Moonlit Reflections

Sensuous presence — Moon becoming poetry, And poetry moon In soft moon poetry — How much beauty is the moon, How much is poetry — rawjeev

Wild and savage…

“Only to the white man was nature a wilderness, and only to him it was ‘infested’ with ‘wild’ animals and ‘savage’ people. To us it was tame. Earth was bountiful and we were surrounded with the blessings of the Great Mystery.” — Luther Standing Bear (1868-1939)

The sensing body…

“The sensing body is not a programmed machine but an active and open form, continually improvising its relation to things and the world. The body’s actions and engagements are never wholly determinate, since they must ceaselessly adjust themselves to a world and a terrain that is itself continually shifting.”

— David Abram, The Spell of the Sensuous.

Out of phase…

“What if, instead, we were to start with an ontology in which fluidity and solidity are not mutually incompatible properties? […] Continuous variation is more comparable to rhythm. Following Lefebvre (2004), rhythms result from the concurrence of difference and repetition, in which time and space are mutually implicated. In a world marked by rhythm there would be neither pure solidity nor pure fluidity. Conversely, a world that was purely solid or purely fluid would be without rhythm. This is consistent with the ways indigenous communities around the circumpolar north have been reporting their experience of climate change as things going out of phase. They may report, for example, that sea-ice recedes or that migratory species arrive earlier than expected, judged in relation to other environmental comings and goings with which they usually coincide. These are not punctuated contrasts but disturbances in the rhythmic fluctuations of a solid-fluid world in perpetual becoming: where nothing is solid or fluid but everything solid-becoming-fluid or fluid-becoming-solid (Serres 2000). […] The Inuit notion of sila perfectly reflects this ontology. Referring interchangeably to both weather and climate, sila is translated as the breath of life and the reason things move and change. It also means intelligence, consciousness or mind, and is understood to be a fundamental principle underlying the integrity of the cosmos. In the words of Nuttall, “it is an all-pervading life-giving force connecting a person with the rhythms of the universe, integrating the self with the natural world”. Conversely, lack of sila can mean that either people or the environment are going crazy. The emphasis on breath here is critical. In breathing we both surrender ourselves to the environment and launch ourselves into it. With every inhalation, the atmosphere enters into and becomes part of us; every exhalation in turn releases part of us into the atmosphere (Ingold 2015, 84–88). No other process matches this continual rhythmic exchange with the environment – one that continues throughout life. Through breathing we are immersed in our surroundings, and our surroundings in us. In a living world of solid-fluids, marked by constant rhythmic transformation, no organism could endure that was not open, through respiration, to its surroundings.”

— Cristián Simonetti & Tim Ingold, Ice and Concrete

Things and Relationships…

“Reductionism envisages a universe of things - and simply material things at that. How these things are related is viewed as a secondary matter. However, I suggest that relationships are primary, more foundational than the things related: that the relationships don’t just ‘connect’ pre-existing things, but modify what we mean by the ’things’, which in turn modify everything else they are in relationship with. That is because what we are dealing with are, ultimately, relations, events, processes; ’things’ is a useful shorthand for those elements, congealed in the flow of experience, that emerge secondarily from, and attract our attention in, a primary web of interconnexions. I have nothing against things, provided we don’t see them as primary.”
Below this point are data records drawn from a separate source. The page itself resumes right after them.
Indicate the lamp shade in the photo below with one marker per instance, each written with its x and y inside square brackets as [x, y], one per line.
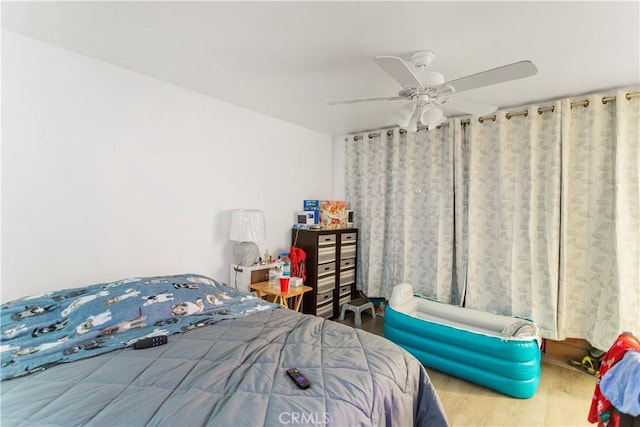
[247, 225]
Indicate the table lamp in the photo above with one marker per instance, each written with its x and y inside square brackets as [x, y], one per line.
[247, 227]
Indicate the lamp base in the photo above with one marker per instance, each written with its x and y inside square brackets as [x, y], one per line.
[247, 253]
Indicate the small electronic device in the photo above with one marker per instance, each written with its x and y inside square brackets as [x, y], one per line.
[299, 378]
[306, 218]
[350, 216]
[150, 342]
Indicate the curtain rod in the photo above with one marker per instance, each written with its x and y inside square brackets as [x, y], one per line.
[510, 114]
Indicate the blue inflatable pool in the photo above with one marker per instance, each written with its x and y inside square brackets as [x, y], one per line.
[498, 352]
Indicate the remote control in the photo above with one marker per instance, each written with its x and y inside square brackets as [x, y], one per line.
[150, 342]
[298, 378]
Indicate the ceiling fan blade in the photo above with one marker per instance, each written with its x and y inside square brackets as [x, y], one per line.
[470, 107]
[505, 73]
[399, 70]
[357, 100]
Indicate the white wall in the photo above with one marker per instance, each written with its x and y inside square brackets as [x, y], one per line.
[108, 174]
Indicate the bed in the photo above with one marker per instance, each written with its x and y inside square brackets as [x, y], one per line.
[65, 362]
[498, 352]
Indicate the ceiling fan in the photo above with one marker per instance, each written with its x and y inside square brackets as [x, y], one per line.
[426, 90]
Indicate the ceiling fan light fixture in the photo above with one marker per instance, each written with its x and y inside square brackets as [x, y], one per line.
[430, 78]
[403, 115]
[413, 123]
[432, 117]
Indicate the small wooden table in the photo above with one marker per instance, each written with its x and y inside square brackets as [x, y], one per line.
[295, 293]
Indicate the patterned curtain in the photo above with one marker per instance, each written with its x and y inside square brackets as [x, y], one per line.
[536, 216]
[402, 186]
[513, 233]
[599, 280]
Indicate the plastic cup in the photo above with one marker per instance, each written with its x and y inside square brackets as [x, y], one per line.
[284, 285]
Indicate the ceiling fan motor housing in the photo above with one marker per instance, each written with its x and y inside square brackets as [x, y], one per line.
[422, 58]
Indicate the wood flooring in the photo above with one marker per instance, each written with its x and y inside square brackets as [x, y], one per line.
[563, 398]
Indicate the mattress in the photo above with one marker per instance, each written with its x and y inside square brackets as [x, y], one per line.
[233, 372]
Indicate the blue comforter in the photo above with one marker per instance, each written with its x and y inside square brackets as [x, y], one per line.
[62, 326]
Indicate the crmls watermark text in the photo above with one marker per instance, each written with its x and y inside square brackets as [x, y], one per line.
[303, 418]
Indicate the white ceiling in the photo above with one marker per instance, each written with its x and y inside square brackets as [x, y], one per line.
[286, 59]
—Ian McGilchrist, The Matter With Things.

Aboriginal worldviews…

“In Aboriginal worldviews, nothing exists outside of a relationship to something else. There are no isolated variables—every element must be considered in relation to the other elements and the context. Areas of knowledge are integrated, not separated. The relationship between the knower and other knowers, places and senior knowledge-keepers is paramount. It facilitates shared memory and sustainable knowledge systems. An observer does not try to be objective, but is integrated within a sentient system that is observing itself.”
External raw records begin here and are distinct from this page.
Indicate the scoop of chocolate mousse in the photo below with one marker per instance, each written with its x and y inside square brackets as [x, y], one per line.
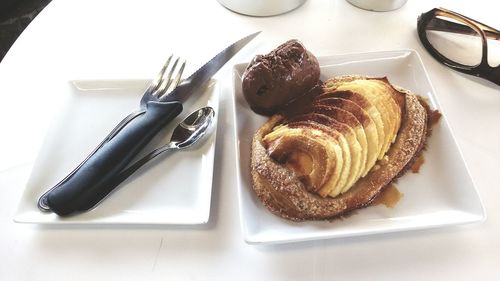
[272, 81]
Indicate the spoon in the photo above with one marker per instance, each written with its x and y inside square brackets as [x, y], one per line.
[187, 133]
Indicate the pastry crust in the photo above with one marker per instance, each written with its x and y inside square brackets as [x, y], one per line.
[280, 190]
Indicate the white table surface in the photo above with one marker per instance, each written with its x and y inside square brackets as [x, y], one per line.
[115, 39]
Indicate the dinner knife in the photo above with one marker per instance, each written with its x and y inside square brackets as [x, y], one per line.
[92, 180]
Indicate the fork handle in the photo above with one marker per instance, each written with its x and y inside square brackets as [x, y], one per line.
[90, 183]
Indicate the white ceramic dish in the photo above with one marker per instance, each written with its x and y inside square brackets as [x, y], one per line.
[441, 194]
[162, 192]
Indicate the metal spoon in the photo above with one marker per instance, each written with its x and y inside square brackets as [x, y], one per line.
[187, 133]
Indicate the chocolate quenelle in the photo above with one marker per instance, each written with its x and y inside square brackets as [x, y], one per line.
[272, 81]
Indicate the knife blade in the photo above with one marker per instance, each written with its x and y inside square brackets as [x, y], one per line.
[92, 180]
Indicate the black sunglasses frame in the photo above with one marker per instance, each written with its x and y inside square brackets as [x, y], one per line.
[483, 69]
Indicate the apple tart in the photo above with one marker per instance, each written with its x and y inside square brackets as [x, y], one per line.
[339, 152]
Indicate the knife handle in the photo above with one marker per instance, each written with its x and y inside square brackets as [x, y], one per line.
[91, 182]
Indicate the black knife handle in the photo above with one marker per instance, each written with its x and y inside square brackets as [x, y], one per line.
[88, 185]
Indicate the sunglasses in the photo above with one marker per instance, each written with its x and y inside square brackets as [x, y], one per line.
[461, 43]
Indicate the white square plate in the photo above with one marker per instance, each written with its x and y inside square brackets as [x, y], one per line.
[441, 194]
[162, 192]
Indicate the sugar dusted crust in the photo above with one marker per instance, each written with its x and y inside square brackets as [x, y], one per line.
[279, 189]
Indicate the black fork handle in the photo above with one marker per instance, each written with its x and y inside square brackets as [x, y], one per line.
[92, 181]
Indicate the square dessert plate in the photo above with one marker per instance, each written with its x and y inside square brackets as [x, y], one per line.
[174, 188]
[442, 193]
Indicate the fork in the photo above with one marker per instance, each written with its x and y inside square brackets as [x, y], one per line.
[90, 181]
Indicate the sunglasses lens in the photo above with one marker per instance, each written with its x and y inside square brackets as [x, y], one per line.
[493, 52]
[455, 40]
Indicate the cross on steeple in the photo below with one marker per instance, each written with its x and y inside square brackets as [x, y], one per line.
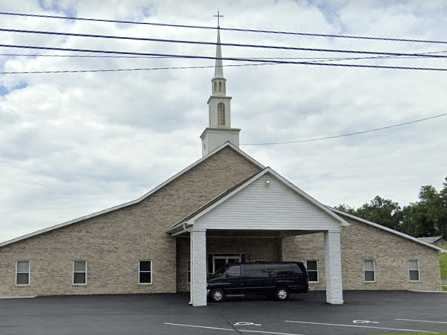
[218, 18]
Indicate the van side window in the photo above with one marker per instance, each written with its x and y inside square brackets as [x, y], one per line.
[285, 270]
[256, 270]
[234, 271]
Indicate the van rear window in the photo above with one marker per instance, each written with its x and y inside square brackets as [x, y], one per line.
[256, 270]
[285, 269]
[233, 271]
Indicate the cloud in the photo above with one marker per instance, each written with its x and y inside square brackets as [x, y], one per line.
[71, 144]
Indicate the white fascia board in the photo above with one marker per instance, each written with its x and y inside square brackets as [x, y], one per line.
[389, 230]
[133, 202]
[281, 179]
[309, 198]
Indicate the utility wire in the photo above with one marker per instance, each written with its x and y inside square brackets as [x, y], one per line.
[239, 45]
[263, 58]
[172, 67]
[264, 31]
[253, 60]
[353, 133]
[132, 69]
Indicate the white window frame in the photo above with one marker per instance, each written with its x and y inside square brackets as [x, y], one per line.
[318, 270]
[29, 273]
[419, 270]
[139, 271]
[86, 272]
[374, 269]
[188, 272]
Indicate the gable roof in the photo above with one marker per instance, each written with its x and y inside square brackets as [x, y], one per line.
[389, 230]
[185, 222]
[136, 201]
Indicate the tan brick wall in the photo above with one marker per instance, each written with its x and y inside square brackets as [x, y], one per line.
[113, 243]
[360, 241]
[254, 249]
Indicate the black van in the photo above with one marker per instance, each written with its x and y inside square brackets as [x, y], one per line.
[275, 280]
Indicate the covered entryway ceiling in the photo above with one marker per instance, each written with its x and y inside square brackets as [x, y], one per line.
[265, 203]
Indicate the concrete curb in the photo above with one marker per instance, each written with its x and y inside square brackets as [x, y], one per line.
[18, 297]
[422, 291]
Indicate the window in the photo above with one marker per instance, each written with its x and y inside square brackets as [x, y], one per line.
[369, 268]
[189, 271]
[312, 271]
[145, 272]
[221, 114]
[255, 270]
[233, 271]
[23, 273]
[79, 272]
[413, 270]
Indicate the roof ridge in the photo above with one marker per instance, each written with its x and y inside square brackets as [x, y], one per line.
[132, 202]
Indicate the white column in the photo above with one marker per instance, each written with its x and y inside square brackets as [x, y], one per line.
[198, 268]
[334, 280]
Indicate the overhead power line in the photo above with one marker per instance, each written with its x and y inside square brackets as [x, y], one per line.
[237, 59]
[173, 67]
[239, 45]
[352, 133]
[132, 69]
[250, 30]
[332, 59]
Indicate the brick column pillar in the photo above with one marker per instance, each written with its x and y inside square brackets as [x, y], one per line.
[198, 268]
[334, 280]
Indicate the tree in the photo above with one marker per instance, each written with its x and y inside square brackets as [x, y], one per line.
[426, 217]
[383, 211]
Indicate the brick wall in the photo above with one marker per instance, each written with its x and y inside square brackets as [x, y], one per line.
[113, 243]
[359, 242]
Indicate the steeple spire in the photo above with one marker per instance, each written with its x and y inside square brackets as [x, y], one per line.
[218, 69]
[219, 129]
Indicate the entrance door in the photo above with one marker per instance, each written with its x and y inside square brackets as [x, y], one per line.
[220, 261]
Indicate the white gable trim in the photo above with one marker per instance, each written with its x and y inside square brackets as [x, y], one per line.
[133, 202]
[313, 201]
[389, 230]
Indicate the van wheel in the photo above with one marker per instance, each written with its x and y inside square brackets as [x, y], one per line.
[281, 294]
[217, 295]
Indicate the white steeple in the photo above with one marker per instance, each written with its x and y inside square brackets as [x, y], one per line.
[219, 128]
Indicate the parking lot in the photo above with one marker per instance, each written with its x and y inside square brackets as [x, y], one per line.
[363, 313]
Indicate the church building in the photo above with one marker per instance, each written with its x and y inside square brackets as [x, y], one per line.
[224, 208]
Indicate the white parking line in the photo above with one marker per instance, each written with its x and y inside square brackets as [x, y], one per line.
[424, 321]
[228, 329]
[357, 326]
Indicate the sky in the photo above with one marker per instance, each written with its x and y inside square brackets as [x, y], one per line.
[73, 144]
— Tyson Yunkaporta, Sand Talk: How Indigenous Thinking Can Save the World

Intellect and the Heart

“I am endlessly fighting a battle with people you know, who want to throw the intellect out and think of knowing with the heart. And whenever you fight that battle, then you sound like an intellectual. When I meet intellectuals, I find myself fighting the opposit battle.

On change

“Change, may be scary. But not changing, is even scarier. Our ability to remain stable is ironically a measure of our flexibility. Not allowing change is the perfect formula for becoming obsolete.” — Nora Bateson, in “An Ecology of Mind”.

Those moments…

“Those moments of being able to say, ‘I used to think it was like this, but I am starting to think it might be like this.’ That was a way of saying I learnt something.” — Nora Bateson, in “An Ecology of Mind”.

Walking and Balance

“A man walking is never in balance, but always correcting for imbalance.” — Gregory Bateson.